Doctor of Philosophy

Program

Biomedical Engineering

Collaborative Specialization

Musculoskeletal Health Research

Supervisor

Diop, Mamadou

Abstract

Rheumatoid arthritis (RA) is the most common type of inflammatory arthritis, and affects approximately 1% of the population in Canada. While the disease has no cure, early treatment within the first 3-6 months of onset is known to substantially reduce disease progression and improve patient prognosis. Nevertheless, identifying which therapy will elicit the appropriate treatment response depends on a time-consuming, trial-and-error approach. Thus, there is a strong clinical motivation to develop treatment monitoring methods which signal the need for treatment adaptation as early as possible; this helps ensure that patients reap the benefits of effective early treatment, and mitigates the risk of irreversible joint damage.
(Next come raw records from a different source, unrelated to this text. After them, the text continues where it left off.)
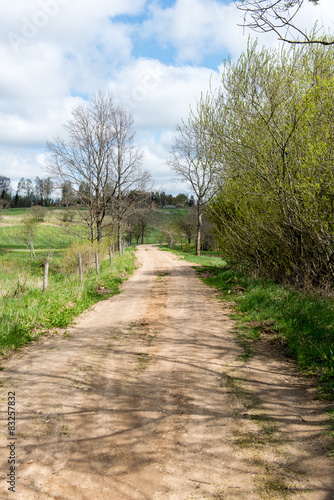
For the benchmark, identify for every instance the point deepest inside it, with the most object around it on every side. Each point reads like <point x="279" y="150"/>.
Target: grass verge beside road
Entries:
<point x="300" y="324"/>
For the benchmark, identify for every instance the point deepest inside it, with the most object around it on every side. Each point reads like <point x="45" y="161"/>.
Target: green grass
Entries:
<point x="26" y="312"/>
<point x="300" y="324"/>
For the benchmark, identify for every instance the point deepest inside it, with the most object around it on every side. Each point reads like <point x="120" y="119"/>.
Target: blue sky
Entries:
<point x="155" y="56"/>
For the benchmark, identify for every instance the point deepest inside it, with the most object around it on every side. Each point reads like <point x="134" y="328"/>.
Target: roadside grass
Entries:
<point x="47" y="237"/>
<point x="26" y="312"/>
<point x="300" y="324"/>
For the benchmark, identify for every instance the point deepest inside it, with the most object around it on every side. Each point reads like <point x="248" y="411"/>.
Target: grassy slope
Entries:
<point x="25" y="312"/>
<point x="302" y="324"/>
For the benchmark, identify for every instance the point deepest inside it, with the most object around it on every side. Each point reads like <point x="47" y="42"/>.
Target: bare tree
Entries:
<point x="98" y="162"/>
<point x="278" y="16"/>
<point x="130" y="178"/>
<point x="193" y="161"/>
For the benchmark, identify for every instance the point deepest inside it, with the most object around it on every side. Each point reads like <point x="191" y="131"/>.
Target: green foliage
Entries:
<point x="300" y="324"/>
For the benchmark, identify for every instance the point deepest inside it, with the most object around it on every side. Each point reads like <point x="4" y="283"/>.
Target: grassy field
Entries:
<point x="25" y="311"/>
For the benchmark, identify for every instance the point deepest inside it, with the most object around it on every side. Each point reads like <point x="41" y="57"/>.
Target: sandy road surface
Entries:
<point x="145" y="399"/>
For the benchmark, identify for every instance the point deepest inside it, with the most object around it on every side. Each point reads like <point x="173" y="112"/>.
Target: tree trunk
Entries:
<point x="91" y="228"/>
<point x="199" y="228"/>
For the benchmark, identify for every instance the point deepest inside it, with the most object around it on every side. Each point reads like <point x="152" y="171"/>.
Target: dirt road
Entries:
<point x="145" y="398"/>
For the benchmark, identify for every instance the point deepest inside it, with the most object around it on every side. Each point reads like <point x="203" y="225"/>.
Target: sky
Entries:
<point x="155" y="56"/>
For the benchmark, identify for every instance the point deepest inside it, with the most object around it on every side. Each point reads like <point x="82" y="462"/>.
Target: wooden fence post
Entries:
<point x="45" y="278"/>
<point x="97" y="263"/>
<point x="80" y="266"/>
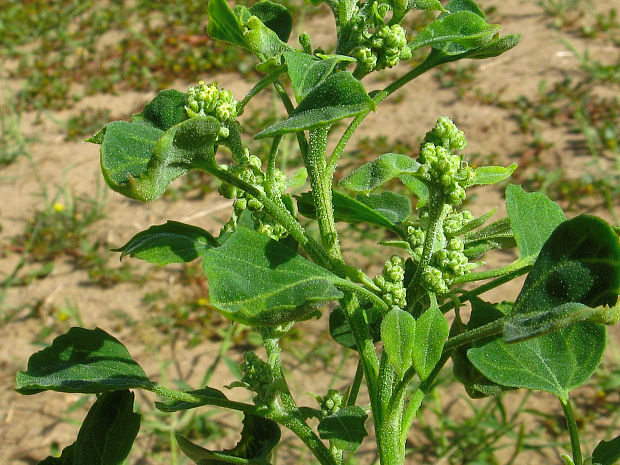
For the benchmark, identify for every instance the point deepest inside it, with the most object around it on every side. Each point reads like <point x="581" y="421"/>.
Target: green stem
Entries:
<point x="260" y="85"/>
<point x="203" y="400"/>
<point x="484" y="288"/>
<point x="320" y="183"/>
<point x="573" y="431"/>
<point x="490" y="329"/>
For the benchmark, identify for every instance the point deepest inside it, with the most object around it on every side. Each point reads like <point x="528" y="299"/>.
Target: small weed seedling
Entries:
<point x="269" y="268"/>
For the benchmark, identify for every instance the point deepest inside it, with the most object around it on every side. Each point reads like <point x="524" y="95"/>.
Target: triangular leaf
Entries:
<point x="172" y="242"/>
<point x="82" y="360"/>
<point x="108" y="431"/>
<point x="258" y="437"/>
<point x="371" y="175"/>
<point x="398" y="334"/>
<point x="533" y="217"/>
<point x="345" y="428"/>
<point x="261" y="282"/>
<point x="431" y="333"/>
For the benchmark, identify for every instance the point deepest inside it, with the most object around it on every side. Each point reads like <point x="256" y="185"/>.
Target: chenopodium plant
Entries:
<point x="268" y="271"/>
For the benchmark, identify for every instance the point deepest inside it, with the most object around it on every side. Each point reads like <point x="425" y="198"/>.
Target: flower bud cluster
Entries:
<point x="208" y="100"/>
<point x="378" y="45"/>
<point x="448" y="261"/>
<point x="440" y="165"/>
<point x="391" y="283"/>
<point x="258" y="376"/>
<point x="331" y="403"/>
<point x="251" y="173"/>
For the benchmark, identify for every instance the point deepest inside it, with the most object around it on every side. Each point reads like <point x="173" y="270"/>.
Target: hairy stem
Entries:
<point x="573" y="431"/>
<point x="320" y="183"/>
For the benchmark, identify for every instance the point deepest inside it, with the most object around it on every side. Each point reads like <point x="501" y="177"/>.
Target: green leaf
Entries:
<point x="307" y="71"/>
<point x="386" y="209"/>
<point x="424" y="5"/>
<point x="66" y="457"/>
<point x="82" y="360"/>
<point x="261" y="282"/>
<point x="533" y="217"/>
<point x="341" y="332"/>
<point x="345" y="428"/>
<point x="455" y="33"/>
<point x="139" y="160"/>
<point x="431" y="333"/>
<point x="337" y="97"/>
<point x="397" y="333"/>
<point x="172" y="242"/>
<point x="476" y="384"/>
<point x="525" y="326"/>
<point x="371" y="175"/>
<point x="491" y="174"/>
<point x="206" y="394"/>
<point x="464" y="5"/>
<point x="223" y="24"/>
<point x="557" y="363"/>
<point x="106" y="435"/>
<point x="258" y="437"/>
<point x="276" y="17"/>
<point x="108" y="431"/>
<point x="167" y="109"/>
<point x="607" y="452"/>
<point x="579" y="263"/>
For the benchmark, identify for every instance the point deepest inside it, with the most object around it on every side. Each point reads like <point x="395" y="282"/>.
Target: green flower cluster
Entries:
<point x="251" y="173"/>
<point x="440" y="165"/>
<point x="378" y="45"/>
<point x="208" y="100"/>
<point x="391" y="284"/>
<point x="258" y="377"/>
<point x="331" y="403"/>
<point x="449" y="260"/>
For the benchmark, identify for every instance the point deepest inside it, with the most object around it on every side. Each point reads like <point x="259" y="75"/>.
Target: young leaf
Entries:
<point x="223" y="24"/>
<point x="345" y="428"/>
<point x="607" y="452"/>
<point x="371" y="175"/>
<point x="522" y="326"/>
<point x="386" y="209"/>
<point x="258" y="437"/>
<point x="108" y="431"/>
<point x="205" y="394"/>
<point x="491" y="174"/>
<point x="341" y="332"/>
<point x="431" y="333"/>
<point x="579" y="263"/>
<point x="337" y="97"/>
<point x="398" y="333"/>
<point x="260" y="282"/>
<point x="172" y="242"/>
<point x="455" y="33"/>
<point x="557" y="363"/>
<point x="139" y="160"/>
<point x="307" y="71"/>
<point x="533" y="217"/>
<point x="275" y="16"/>
<point x="167" y="109"/>
<point x="82" y="360"/>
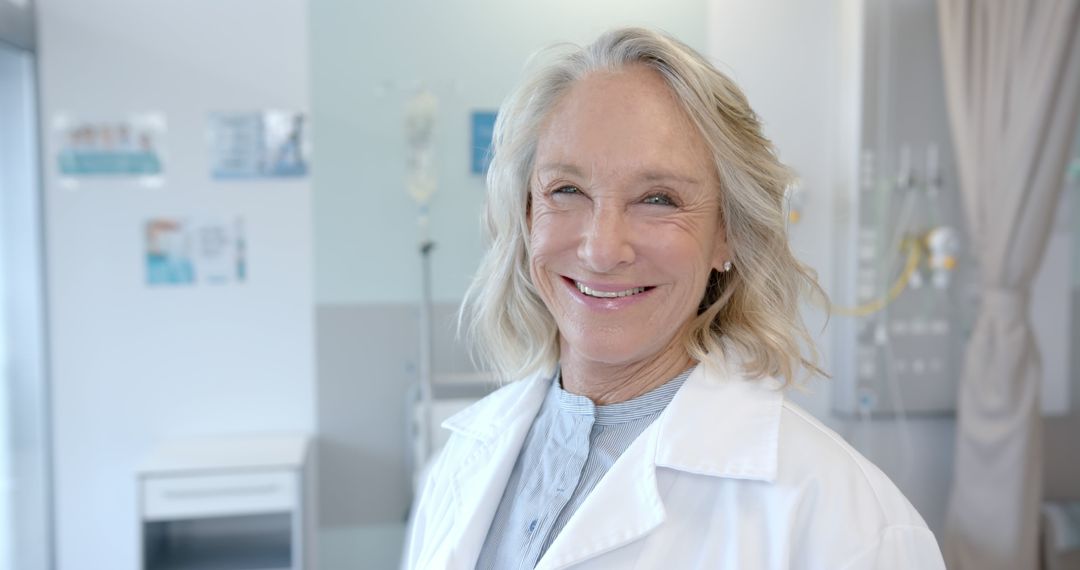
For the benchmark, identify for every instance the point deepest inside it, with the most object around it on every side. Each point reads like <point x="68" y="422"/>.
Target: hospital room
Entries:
<point x="439" y="285"/>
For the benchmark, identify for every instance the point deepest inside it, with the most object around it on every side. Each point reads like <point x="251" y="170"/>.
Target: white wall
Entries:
<point x="368" y="58"/>
<point x="131" y="365"/>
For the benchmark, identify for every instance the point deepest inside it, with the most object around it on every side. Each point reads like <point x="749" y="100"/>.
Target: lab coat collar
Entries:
<point x="723" y="424"/>
<point x="718" y="424"/>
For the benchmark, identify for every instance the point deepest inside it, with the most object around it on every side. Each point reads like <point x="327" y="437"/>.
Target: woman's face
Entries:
<point x="624" y="218"/>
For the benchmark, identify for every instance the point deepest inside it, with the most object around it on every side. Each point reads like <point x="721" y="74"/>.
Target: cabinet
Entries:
<point x="228" y="503"/>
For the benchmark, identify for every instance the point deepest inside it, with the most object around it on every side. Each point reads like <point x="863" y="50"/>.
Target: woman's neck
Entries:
<point x="610" y="383"/>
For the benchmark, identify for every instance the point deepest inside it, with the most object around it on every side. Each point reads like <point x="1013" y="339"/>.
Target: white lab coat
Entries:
<point x="729" y="476"/>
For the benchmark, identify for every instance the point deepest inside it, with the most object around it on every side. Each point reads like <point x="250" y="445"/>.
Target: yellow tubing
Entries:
<point x="914" y="254"/>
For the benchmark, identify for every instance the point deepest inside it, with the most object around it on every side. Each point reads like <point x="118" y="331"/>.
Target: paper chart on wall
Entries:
<point x="112" y="148"/>
<point x="193" y="250"/>
<point x="483" y="126"/>
<point x="258" y="145"/>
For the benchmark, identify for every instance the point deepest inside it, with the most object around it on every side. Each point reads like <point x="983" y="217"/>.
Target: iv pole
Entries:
<point x="419" y="123"/>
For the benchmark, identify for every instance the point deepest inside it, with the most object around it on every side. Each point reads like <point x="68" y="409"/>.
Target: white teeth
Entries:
<point x="608" y="295"/>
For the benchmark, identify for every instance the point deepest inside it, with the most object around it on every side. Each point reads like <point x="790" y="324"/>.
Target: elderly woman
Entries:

The limitations of current monitoring methods include subjectivity, low sensitivity, high cost, and operator dependence. Diffuse optical methods offer an objective, sensitive, low-cost, and operator-independent solution for monitoring RA disease activity. Previous diffuse optical methods used continuous-wave and frequency-domain techniques to identify joint inflammation; however, little work has explored time-domain (TD) methods. TD techniques typically provide richer information content, which may be leveraged to increase sensitivity to subtle changes in RA disease activity.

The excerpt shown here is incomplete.